Insurance issues have nearly half of doctors so frustrated and fed up that they’re considering abandoning practice for a new career path, a recent survey found. 

And the vast majority – about two thirds – would advise the next generation to steer clear of medicine.  

The number one priority that Americans – both Democrats and Republicans – want Congress to tackle is lowering the price of drugs. 

American patients are exhausted and frustrated with the state of healthcare and coverage in the US – and so are their doctors, a new study from nonprofit healthcare advocacy group Aimed Alliance reveals.   

Doctors are burnt out and frustrated by the drudgery of insurance paper work that half say they have considered switching careers, and would discourage others from the medical field

Exam rooms, operating rooms, squinting at X-rays, running to put out the latest medical fire – these are the scenes most of us associate with the medical profession. 

But what doesn’t make the cut for hospital dramas are the hours of paperwork and drudgery that doctors and patients alike have to wade through. 

And even completing all of that draining work often just leaves doctors more frustrated, as much of that paperwork pertains to red-tape insurance policies, making it a never-ending game of hurry and wait. 

Regulations that are purportedly in place to keep patients safe are actually causing patients’ conditions to worsen as they wait, according to 87 percent of the 600 American doctors that Aimed Alliance surveyed.  

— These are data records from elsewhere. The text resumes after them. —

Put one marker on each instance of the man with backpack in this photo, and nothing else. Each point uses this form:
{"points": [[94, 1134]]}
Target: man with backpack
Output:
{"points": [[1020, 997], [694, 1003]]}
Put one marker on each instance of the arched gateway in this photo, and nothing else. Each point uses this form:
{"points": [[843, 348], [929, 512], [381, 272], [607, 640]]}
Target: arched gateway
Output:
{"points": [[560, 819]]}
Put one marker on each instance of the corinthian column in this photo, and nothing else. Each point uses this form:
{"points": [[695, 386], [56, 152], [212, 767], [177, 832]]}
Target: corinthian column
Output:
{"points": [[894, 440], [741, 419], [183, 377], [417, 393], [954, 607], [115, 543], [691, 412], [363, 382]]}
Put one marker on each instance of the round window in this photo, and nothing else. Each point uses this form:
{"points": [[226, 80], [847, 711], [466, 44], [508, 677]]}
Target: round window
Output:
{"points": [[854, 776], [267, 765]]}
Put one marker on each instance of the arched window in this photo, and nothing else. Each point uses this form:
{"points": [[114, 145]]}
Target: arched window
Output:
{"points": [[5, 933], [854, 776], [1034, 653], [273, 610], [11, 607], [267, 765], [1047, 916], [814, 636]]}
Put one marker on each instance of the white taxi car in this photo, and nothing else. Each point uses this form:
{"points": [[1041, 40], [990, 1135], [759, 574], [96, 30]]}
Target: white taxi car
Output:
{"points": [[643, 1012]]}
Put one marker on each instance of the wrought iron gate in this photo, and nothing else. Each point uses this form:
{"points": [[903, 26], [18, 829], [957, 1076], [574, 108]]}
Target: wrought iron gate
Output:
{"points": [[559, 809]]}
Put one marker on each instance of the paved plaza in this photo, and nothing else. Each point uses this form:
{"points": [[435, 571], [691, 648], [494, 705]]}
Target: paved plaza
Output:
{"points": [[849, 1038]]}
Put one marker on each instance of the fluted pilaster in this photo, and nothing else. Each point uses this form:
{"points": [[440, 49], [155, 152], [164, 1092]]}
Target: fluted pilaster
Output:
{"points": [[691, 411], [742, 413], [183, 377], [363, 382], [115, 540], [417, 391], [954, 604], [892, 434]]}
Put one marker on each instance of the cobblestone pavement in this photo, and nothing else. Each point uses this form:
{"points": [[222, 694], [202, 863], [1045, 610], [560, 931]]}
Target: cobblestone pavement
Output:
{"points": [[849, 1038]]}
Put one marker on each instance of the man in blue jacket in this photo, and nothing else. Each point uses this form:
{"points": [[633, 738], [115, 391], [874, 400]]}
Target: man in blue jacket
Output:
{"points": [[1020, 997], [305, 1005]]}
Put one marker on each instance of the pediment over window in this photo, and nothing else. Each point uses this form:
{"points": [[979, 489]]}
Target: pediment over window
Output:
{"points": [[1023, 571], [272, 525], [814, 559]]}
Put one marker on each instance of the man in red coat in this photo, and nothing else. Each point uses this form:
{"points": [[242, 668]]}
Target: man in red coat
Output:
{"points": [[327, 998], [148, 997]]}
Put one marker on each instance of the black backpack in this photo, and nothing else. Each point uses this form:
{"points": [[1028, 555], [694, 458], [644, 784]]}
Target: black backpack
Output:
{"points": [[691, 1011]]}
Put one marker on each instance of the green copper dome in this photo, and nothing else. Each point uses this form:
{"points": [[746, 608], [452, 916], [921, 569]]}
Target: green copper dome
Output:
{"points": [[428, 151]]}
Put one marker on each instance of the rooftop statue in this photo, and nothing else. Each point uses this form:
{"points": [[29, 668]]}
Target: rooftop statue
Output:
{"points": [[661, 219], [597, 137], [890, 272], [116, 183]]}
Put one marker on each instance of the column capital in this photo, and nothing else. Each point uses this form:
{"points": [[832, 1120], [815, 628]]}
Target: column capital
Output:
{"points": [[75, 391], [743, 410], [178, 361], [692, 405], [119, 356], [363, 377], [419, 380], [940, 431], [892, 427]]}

In particular 83 percent of the doctors believed their patients wind up suffering in pain for longer. 

Doctors pinpointed the prior authorization stipulation as especially pernicious. 

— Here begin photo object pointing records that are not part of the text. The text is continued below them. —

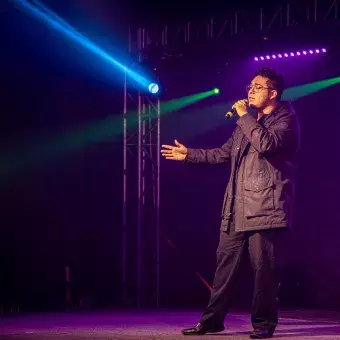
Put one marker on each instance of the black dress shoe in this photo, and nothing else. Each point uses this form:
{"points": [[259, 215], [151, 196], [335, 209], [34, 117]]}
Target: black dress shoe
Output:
{"points": [[261, 334], [199, 329]]}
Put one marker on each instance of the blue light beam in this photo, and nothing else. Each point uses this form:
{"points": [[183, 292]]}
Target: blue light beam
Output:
{"points": [[47, 16]]}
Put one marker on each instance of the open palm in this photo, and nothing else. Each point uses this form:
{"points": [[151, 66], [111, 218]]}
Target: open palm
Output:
{"points": [[175, 153]]}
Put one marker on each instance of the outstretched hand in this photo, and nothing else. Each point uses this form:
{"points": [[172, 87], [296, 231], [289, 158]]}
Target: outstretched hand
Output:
{"points": [[175, 153]]}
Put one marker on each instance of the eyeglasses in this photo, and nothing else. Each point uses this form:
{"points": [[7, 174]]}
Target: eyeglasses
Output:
{"points": [[257, 88]]}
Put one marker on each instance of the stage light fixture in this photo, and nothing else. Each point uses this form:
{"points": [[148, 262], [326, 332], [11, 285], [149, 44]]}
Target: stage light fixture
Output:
{"points": [[291, 54], [153, 88]]}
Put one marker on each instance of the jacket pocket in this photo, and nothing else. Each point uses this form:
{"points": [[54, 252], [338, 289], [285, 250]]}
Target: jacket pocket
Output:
{"points": [[258, 197]]}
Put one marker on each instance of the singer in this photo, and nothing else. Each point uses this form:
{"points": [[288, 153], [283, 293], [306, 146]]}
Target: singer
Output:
{"points": [[257, 207]]}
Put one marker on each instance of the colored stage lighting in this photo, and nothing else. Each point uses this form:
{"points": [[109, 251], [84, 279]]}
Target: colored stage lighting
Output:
{"points": [[153, 88], [292, 54]]}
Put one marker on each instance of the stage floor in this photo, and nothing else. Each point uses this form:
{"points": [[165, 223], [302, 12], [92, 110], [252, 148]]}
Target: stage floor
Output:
{"points": [[149, 325]]}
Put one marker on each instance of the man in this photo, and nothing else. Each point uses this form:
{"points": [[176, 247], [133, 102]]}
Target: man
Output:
{"points": [[257, 207]]}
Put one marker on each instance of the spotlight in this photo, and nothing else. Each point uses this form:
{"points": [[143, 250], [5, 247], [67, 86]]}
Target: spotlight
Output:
{"points": [[153, 88], [291, 54]]}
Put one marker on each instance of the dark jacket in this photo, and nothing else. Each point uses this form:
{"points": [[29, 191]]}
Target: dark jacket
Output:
{"points": [[263, 157]]}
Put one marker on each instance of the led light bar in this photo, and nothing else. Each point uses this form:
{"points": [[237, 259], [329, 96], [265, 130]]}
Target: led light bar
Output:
{"points": [[291, 54]]}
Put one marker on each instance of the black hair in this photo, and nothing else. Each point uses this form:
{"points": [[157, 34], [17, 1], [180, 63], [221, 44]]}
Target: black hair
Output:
{"points": [[274, 80]]}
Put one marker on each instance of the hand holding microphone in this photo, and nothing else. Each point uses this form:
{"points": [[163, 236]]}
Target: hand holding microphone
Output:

If a doctor wants to prescribe certain medications, many insurers have policies that say they must pre-approve the drug as ‘medically necessary’ before a patient can fill the prescription. 

Theoretically, these policies are in place to protect patients from being taken advantage of and charged for drugs they don’t need, or for more expensive brand name forms. 

But to the minds of 91 percent of the doctors, the so-called prior authorization requirement simply gets in the way and causes frustrating delays in treatment. 

Just as many doctors, however, said that insurers sometimes employ ‘non-medical switching’ in which they don’t approve the prescribed medication and instead force patients to take cheaper drugs. 

The doctors worry that these medicines may be less effective, but the practice does save patients money.  

However, if you broke down what patients pay their doctors for based on what physicians spend their time on, most of that money would be funding paper work. 

Doctors generally took umbridge at the authority of insurers to question and even alter their judgments and prescriptions. 

Abut 55 percent said that this was the first and foremost thing they would like to change about the dynamic between physicians and insurance companies. 

Nearly 90 percent said that, as it stands now, this back-and-forth keeps them from giving patients the person-specific treatment they would like to.  

A 2016 study followed 60 doctors for 430 hours and found that doctors spent 27 percent of their time with patients – but a whopping 49 percent of their day-to-day hours on paper work, including filling out information for insurers. 

All that filling out and filing is such a burden that 77 percent of  doctors surveyed by Aimed Alliance said they had had to hire extra office staff to help them get through it all. 

For 85 percent of the doctors, the stress of dealing with all of that had become so over-whelming at times that they took it out on their staff or people in their personal lives. 

In short, though the interplay between doctors and insurers is there partly to protect patients, the tension between the two is reaching a fever pitch, and the sickest people may be the ones who suffer the worst consequences, the survey suggests.